The Light at the End of Lockdown — what the final Numbers and Figures from Wuhan tell us
Wuhan’s lockdown had 3 phases, transmission going down with each set of stronger measures, now published in a top medical journal. Which phase is your city in?
A top medical journal just published the numbers showing how transmission of Covid-19 dropped with each stage of societal response in the first phase of the brewing epidemic. When it came out, I scrolled straight to the picture with the R(t), figure 4: the effective reproduction number of the virus (the higher the number, the more people get newly infected for each already-infected person).
The curves made my data-obsessed heart leap for joy. In the beginning, when they did nothing, an estimated one person infected three more. By the end of the first phase of city lockdown, with home quarantine and suspension of traffic, that dropped to about 1–2 (one person infecting one or two other people). By the time of the last two phases of lockdown (centralized quarantine, surveying everyone for symptoms), the transmission rate went down to nearly zero. That meant, for most people infected in this final stage, the buck (virus) stopped there, and did not get passed on.
Then, I scrolled back to the paper and read it properly (i.e. from beginning to end). (Please don’t judge — it’s not quite like reading Agatha Christie and jumping to the last chapter to found out who really did it.) This time, I scrutinized Figure 1: exactly what happened at each stage of the lockdown (clue: it wasn’t just one type of lockdown).

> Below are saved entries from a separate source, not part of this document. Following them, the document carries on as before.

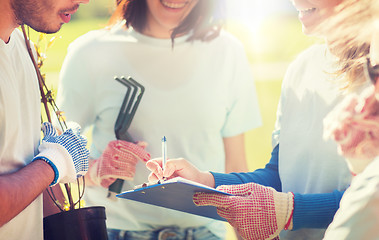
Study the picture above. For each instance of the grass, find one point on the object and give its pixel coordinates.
(274, 44)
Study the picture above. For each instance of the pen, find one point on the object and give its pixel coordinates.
(164, 152)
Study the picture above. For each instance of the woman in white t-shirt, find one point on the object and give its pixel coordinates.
(199, 93)
(306, 176)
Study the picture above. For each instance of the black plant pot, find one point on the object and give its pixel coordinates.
(79, 224)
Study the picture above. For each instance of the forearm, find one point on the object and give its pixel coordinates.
(19, 189)
(268, 176)
(315, 210)
(235, 156)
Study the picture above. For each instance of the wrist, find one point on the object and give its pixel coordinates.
(60, 158)
(52, 166)
(207, 179)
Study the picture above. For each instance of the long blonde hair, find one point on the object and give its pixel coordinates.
(352, 29)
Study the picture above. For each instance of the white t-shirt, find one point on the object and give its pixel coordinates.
(307, 162)
(358, 215)
(20, 129)
(196, 94)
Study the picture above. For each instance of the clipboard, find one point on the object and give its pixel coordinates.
(176, 194)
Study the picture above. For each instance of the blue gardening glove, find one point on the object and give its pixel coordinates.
(67, 153)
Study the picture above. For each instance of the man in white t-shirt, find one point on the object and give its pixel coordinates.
(23, 176)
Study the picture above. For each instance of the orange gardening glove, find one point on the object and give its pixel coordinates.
(257, 212)
(118, 160)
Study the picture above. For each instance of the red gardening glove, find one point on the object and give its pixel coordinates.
(118, 160)
(354, 125)
(255, 211)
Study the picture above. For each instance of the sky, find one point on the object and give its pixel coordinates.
(253, 12)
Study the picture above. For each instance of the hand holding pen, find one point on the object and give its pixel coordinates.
(166, 169)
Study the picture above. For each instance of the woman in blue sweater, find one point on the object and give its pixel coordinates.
(302, 185)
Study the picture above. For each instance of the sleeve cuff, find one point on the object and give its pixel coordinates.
(56, 172)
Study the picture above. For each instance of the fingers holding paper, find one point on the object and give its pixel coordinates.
(257, 212)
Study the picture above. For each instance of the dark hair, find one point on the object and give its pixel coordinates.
(205, 20)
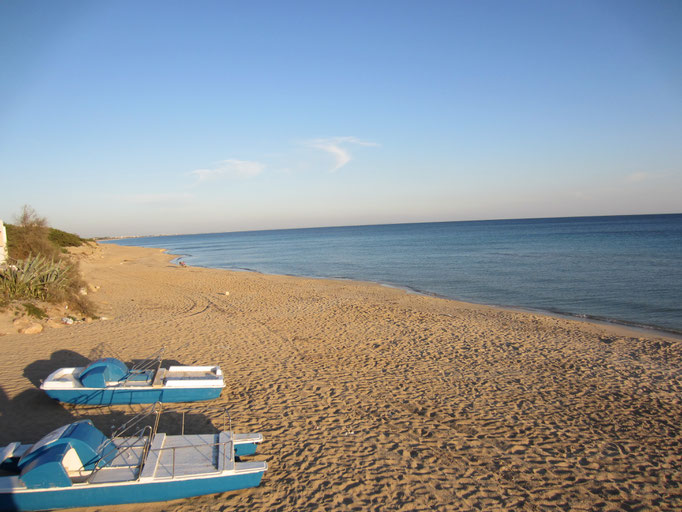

That’s when I realized, the first phase of “lockdown” sounded like what most countries in the West are doing now (closing essential services apart from drugstores and supermarkets and home quarantine if people do not need hospitalization). Back then in Wuhan, where the true danger of the pandemic at the time was not yet known, that did not work as well as it hoped (every person infected is spreading Covid-19 to one or two other persons, is still, well a 1:1–2 ratio of spread). The curve flattened, but it did not crush. Even ignoring the frightening spike in cases when they started counting patients thought to have Covid-19 but no laboratory confirmation, the curve was leveling out, not going down.
That was when the second phase was implemented. At this stage, everyone had to stay home, and home quarantine was changed to centralized quarantine.
In the last phase, which, in hindsight, looks like the happy ending of a home-run (which, to its residents, must have looked like “how can this get any worse”), they distributed all essential items (food, etc) centrally, and the “monitoring for symptoms” were done by centralized teams (not self-monitoring, as in the earlier stages).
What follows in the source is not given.